Possible Better Enzyme For CRISPR Gene Editing

5 years, 8 months ago

11301  0
Posted on Aug 05, 2018, 8 p.m.

CRISPR-Cas9 gene editing systems are very promising for their potential to treat diseases caused by gene irregularities, off target effects threaten to delay its development. University of Texas scientists are proposing replacing Cas9 protein with Cas12a may address CRISPR’s shortcomings, as published in the journal Molecular Cell.

The Cas9 protein can be considered the scalpel as it cuts the strands of DNA in CRISPR processes. Unfortunately sometimes it edits the wrong part of the genome which disturbs healthy functions rather than fixing disease causing genes, which is feared might inadvertently cause healthy cells to turn cancerous, fears that were compounded with 2 recent studies suggesting even targeted cells that are successfully edited can be more susceptible to cancer causing mutations.

According to the scientists they have found that the difference between Cas9 and Cas12a is in binding behaviors; Cas9 binds like superglue to targets, and Cas12a binds more like a velcro. Cas9 latches on to the first few letters of a target but stops there, if there is a mismatch later in the DNA strand it may get overlooked and the wrong section of the genome may be edited. Cas12a checks each pair base in targets before moving on making it possible to correct mistakes as demonstrated by the scientists in their research findings.

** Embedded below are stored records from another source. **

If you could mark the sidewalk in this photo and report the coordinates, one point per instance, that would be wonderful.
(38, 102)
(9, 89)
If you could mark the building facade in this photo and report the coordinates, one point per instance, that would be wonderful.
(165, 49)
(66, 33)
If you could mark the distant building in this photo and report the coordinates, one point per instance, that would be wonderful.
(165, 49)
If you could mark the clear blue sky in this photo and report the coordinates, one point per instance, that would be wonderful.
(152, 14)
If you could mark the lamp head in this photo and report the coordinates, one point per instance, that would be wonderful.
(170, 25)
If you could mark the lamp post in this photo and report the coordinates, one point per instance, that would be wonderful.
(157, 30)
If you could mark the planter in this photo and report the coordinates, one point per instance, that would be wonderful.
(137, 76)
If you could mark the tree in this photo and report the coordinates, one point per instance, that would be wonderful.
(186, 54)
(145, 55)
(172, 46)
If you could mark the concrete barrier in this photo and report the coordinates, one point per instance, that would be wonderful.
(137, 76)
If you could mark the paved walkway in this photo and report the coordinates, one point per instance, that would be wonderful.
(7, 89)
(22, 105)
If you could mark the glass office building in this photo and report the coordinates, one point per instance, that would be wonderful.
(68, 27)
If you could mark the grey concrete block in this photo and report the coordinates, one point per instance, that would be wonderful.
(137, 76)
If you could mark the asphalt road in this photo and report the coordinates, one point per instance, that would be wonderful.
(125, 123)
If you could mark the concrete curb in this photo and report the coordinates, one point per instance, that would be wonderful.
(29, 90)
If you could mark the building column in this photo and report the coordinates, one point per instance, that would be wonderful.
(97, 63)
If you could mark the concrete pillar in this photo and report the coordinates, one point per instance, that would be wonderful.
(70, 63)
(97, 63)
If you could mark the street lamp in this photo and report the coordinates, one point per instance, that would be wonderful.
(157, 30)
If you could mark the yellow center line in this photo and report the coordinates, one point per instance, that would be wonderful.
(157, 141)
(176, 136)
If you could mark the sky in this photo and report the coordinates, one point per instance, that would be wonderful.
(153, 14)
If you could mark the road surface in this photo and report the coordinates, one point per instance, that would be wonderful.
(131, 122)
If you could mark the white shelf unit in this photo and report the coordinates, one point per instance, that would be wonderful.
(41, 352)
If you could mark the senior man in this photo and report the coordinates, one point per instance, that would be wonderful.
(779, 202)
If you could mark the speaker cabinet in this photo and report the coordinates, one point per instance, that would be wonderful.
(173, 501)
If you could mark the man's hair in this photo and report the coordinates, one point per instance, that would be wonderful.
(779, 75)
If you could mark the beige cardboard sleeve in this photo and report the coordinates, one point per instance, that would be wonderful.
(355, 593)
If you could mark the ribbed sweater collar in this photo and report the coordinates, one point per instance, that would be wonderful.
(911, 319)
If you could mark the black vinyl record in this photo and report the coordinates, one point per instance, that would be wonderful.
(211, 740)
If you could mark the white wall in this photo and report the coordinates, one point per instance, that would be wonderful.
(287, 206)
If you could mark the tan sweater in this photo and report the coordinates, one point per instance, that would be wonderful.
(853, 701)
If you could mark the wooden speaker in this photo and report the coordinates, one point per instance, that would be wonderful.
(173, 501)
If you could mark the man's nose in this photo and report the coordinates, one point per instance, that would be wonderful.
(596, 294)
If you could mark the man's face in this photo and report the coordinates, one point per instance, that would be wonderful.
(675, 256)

CRISPR safety concerns have prompted scientists to propose various methods from improving the promising technology. Stanford University and the National Institute of Standards and Technology have recently announced invention of a new gene editing system called MAGESTIC which is designed to improve the process by which edited DNA repairs itself. Scientists in Poland have said they are working on a version of CRIPSR using a variant of Cas9 to cut one DNA strand instead of two.

Safety concerns burden the CRISPR industry as a paper published in Nature Biotechnology has suggested Cas9 could cause undetectable genetic changes, a prospect which may delay human trials of CRISPR that are expected to start late 2018.

Cas12a has been suggested by other research teams to possibly be more precise than Cas9 in the past, it is not a new discovery, but previous evidence was inconclusive according to the scientists at the University of Texas who believe further development of Cas12a may make an error proof gene editing system possible.

Cas12a is a better protein in general but some areas still are blind to some mispairing between RNA and genomic targets, what their work does is show a path forward towards improving Cas12a and gene editing further says Ilya Finkelstein assistant professor of molecular bioscience at the University of Texas, Austin.